In two generations time though, around 2050, the oil runs out. But cities aren't going to conveniently rebuild to accommodate new transport technologies and policies, however enlightened. Barring unexpected tectonic activity, the sprawling 'burbs will stay where we put them. We'll still need the versatility of the car but in a markedly more benign form.
It's all that stopping and starting that slows you down. I'd rather arrive home sooner in a vehicle which maybe went slower but got home without stopping so much.
But if I'm going to be tooling around town at 25 or 45 mph, I'd rather be driven than drive. Isn't controlling lots of moving things what GPS, broadband wireless and neural networks would be good at ?

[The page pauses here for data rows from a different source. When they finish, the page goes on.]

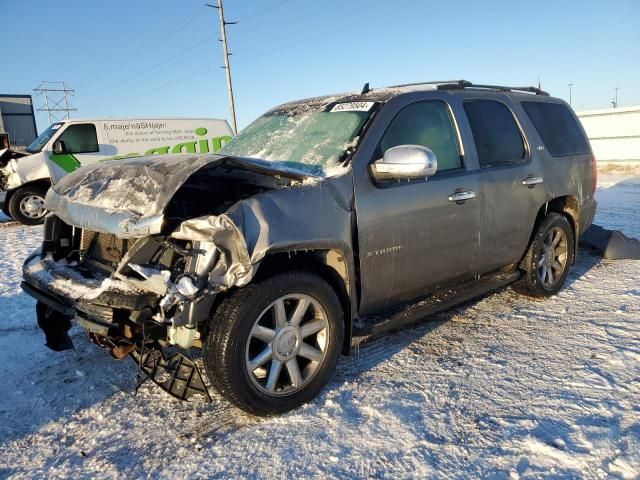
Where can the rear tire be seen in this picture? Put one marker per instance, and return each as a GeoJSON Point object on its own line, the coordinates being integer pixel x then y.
{"type": "Point", "coordinates": [26, 205]}
{"type": "Point", "coordinates": [273, 345]}
{"type": "Point", "coordinates": [549, 258]}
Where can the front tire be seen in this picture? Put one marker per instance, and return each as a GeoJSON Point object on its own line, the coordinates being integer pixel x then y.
{"type": "Point", "coordinates": [26, 205]}
{"type": "Point", "coordinates": [273, 345]}
{"type": "Point", "coordinates": [549, 258]}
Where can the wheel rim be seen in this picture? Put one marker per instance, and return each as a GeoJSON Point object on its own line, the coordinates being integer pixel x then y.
{"type": "Point", "coordinates": [287, 345]}
{"type": "Point", "coordinates": [552, 260]}
{"type": "Point", "coordinates": [32, 206]}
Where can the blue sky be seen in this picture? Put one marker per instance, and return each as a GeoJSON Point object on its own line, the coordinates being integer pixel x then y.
{"type": "Point", "coordinates": [162, 57]}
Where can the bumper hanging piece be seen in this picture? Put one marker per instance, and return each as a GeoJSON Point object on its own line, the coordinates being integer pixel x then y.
{"type": "Point", "coordinates": [55, 326]}
{"type": "Point", "coordinates": [175, 374]}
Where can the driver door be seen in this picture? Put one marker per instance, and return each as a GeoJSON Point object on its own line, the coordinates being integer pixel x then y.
{"type": "Point", "coordinates": [81, 147]}
{"type": "Point", "coordinates": [413, 238]}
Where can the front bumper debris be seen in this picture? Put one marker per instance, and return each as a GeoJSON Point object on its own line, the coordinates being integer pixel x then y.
{"type": "Point", "coordinates": [176, 374]}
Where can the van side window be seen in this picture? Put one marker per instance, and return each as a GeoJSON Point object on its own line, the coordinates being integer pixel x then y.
{"type": "Point", "coordinates": [495, 133]}
{"type": "Point", "coordinates": [80, 138]}
{"type": "Point", "coordinates": [558, 128]}
{"type": "Point", "coordinates": [427, 124]}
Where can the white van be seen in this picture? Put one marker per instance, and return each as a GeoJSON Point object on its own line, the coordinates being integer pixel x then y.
{"type": "Point", "coordinates": [70, 144]}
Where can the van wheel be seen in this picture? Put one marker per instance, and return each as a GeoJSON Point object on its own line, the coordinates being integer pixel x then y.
{"type": "Point", "coordinates": [273, 345]}
{"type": "Point", "coordinates": [27, 205]}
{"type": "Point", "coordinates": [548, 259]}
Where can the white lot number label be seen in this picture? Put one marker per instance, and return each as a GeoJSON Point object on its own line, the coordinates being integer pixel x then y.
{"type": "Point", "coordinates": [352, 107]}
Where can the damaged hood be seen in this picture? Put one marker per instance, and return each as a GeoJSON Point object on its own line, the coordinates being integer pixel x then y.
{"type": "Point", "coordinates": [128, 197]}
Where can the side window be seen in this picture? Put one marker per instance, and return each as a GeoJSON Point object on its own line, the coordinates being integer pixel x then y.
{"type": "Point", "coordinates": [558, 128]}
{"type": "Point", "coordinates": [428, 124]}
{"type": "Point", "coordinates": [495, 132]}
{"type": "Point", "coordinates": [80, 138]}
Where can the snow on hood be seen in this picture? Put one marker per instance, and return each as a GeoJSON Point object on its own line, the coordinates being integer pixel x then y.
{"type": "Point", "coordinates": [128, 197]}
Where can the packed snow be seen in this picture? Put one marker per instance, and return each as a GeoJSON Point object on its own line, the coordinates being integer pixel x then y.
{"type": "Point", "coordinates": [503, 387]}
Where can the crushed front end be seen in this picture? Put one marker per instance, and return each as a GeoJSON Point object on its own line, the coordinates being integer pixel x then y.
{"type": "Point", "coordinates": [137, 297]}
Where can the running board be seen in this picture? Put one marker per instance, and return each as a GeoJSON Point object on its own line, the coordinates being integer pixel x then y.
{"type": "Point", "coordinates": [435, 303]}
{"type": "Point", "coordinates": [177, 375]}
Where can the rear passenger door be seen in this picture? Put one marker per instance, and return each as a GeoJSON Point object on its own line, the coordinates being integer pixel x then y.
{"type": "Point", "coordinates": [511, 181]}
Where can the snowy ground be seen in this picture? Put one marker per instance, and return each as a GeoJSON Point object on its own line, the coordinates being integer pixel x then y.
{"type": "Point", "coordinates": [505, 387]}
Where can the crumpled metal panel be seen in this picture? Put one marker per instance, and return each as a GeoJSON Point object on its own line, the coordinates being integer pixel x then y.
{"type": "Point", "coordinates": [234, 266]}
{"type": "Point", "coordinates": [127, 197]}
{"type": "Point", "coordinates": [316, 215]}
{"type": "Point", "coordinates": [123, 197]}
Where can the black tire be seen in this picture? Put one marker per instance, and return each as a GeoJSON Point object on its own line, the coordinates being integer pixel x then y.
{"type": "Point", "coordinates": [16, 207]}
{"type": "Point", "coordinates": [5, 210]}
{"type": "Point", "coordinates": [535, 282]}
{"type": "Point", "coordinates": [227, 345]}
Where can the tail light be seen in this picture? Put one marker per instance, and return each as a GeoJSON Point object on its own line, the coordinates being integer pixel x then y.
{"type": "Point", "coordinates": [594, 173]}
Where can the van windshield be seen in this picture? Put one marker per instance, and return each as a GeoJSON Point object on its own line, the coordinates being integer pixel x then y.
{"type": "Point", "coordinates": [316, 134]}
{"type": "Point", "coordinates": [39, 143]}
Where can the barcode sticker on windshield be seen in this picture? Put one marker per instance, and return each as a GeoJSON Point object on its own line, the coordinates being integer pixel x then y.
{"type": "Point", "coordinates": [353, 107]}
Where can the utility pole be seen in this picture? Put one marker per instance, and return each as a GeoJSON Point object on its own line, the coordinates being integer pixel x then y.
{"type": "Point", "coordinates": [223, 39]}
{"type": "Point", "coordinates": [55, 94]}
{"type": "Point", "coordinates": [570, 86]}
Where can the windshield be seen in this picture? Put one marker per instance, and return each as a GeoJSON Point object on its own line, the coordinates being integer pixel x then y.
{"type": "Point", "coordinates": [39, 143]}
{"type": "Point", "coordinates": [303, 134]}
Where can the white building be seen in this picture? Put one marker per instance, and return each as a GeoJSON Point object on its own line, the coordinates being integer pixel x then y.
{"type": "Point", "coordinates": [614, 133]}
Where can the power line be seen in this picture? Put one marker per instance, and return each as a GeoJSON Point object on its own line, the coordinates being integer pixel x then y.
{"type": "Point", "coordinates": [143, 47]}
{"type": "Point", "coordinates": [225, 52]}
{"type": "Point", "coordinates": [160, 64]}
{"type": "Point", "coordinates": [260, 12]}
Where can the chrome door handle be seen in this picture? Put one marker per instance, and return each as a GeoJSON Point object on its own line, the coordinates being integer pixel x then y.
{"type": "Point", "coordinates": [532, 181]}
{"type": "Point", "coordinates": [461, 197]}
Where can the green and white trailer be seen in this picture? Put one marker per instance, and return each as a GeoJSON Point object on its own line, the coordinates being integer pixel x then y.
{"type": "Point", "coordinates": [70, 144]}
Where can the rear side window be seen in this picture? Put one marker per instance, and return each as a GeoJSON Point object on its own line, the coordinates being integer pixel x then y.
{"type": "Point", "coordinates": [495, 132]}
{"type": "Point", "coordinates": [558, 128]}
{"type": "Point", "coordinates": [80, 138]}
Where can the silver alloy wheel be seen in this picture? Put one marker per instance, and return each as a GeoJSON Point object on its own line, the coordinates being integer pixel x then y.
{"type": "Point", "coordinates": [32, 206]}
{"type": "Point", "coordinates": [287, 345]}
{"type": "Point", "coordinates": [553, 257]}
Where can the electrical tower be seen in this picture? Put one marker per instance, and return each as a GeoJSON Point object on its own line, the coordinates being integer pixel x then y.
{"type": "Point", "coordinates": [225, 52]}
{"type": "Point", "coordinates": [56, 100]}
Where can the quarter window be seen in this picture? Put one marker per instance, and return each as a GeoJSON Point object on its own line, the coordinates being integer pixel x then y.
{"type": "Point", "coordinates": [427, 124]}
{"type": "Point", "coordinates": [557, 127]}
{"type": "Point", "coordinates": [496, 135]}
{"type": "Point", "coordinates": [80, 138]}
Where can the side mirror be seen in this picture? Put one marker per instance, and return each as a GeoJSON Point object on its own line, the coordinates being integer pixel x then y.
{"type": "Point", "coordinates": [58, 147]}
{"type": "Point", "coordinates": [406, 162]}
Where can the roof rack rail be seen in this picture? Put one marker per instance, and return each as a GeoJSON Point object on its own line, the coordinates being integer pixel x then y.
{"type": "Point", "coordinates": [437, 82]}
{"type": "Point", "coordinates": [462, 84]}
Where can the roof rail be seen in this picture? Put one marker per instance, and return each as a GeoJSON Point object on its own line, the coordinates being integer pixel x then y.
{"type": "Point", "coordinates": [462, 84]}
{"type": "Point", "coordinates": [439, 82]}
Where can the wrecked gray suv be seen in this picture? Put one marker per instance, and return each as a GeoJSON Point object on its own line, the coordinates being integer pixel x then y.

But I blame Benz. He bolted a 0.9 hp engine to the back of a horse buggy in 1886 and cars have been the same basic shape ever since. Car designers still haven't got beyond designing horseless carriages where we sit side by side with a Surrey on the top.
In Toronto 40 percent of Toronto's land is now given over to accomodating the consequences of that particular broadbeamed seating arrangement. Figures may vary in your city.
So it's time for inline cars. Half the width of regular cars and who has passengers anyway? Oh alright perhaps two seats. And some trunk room.
With inline cars, two lanes become four and as long as everybody drives carefully it'll be fine.
With most journeys solo jaunts, vehicles seating one or two people inline instead of abreast are emerging. To provide the flexibility of personal transport with the efficiency of mass transit, dual-mode systems such as RUF and the HiLoMag concept are proposed. A narrow electric car scoots around town then, for longer trips, drives onto a guiderail and links with others of its species to form a caravan controlled by computer and drawing power from the rail. Again, velocity may become a victim of efficiency.
There is virtue in slowness. Less energy is used, less material is needed to ensure safety and despite the lower top speeds, commuters yet unborn may still enjoy shorter travelling times. The trick is to reduce the lurching stop and go that defines the contemporary commute. A necessary step will be the computer as chauffeur. By surrendering control of the vehicle to a network capable of managing the complex dynamics involved, the turbulent flow of vehicles could be tamed thus increasing average speeds but not top speeds. By letting go of the steering wheel travellers may arrive sooner by going slower.
There's a sign ahead. It reads; hello future, good-bye zoom.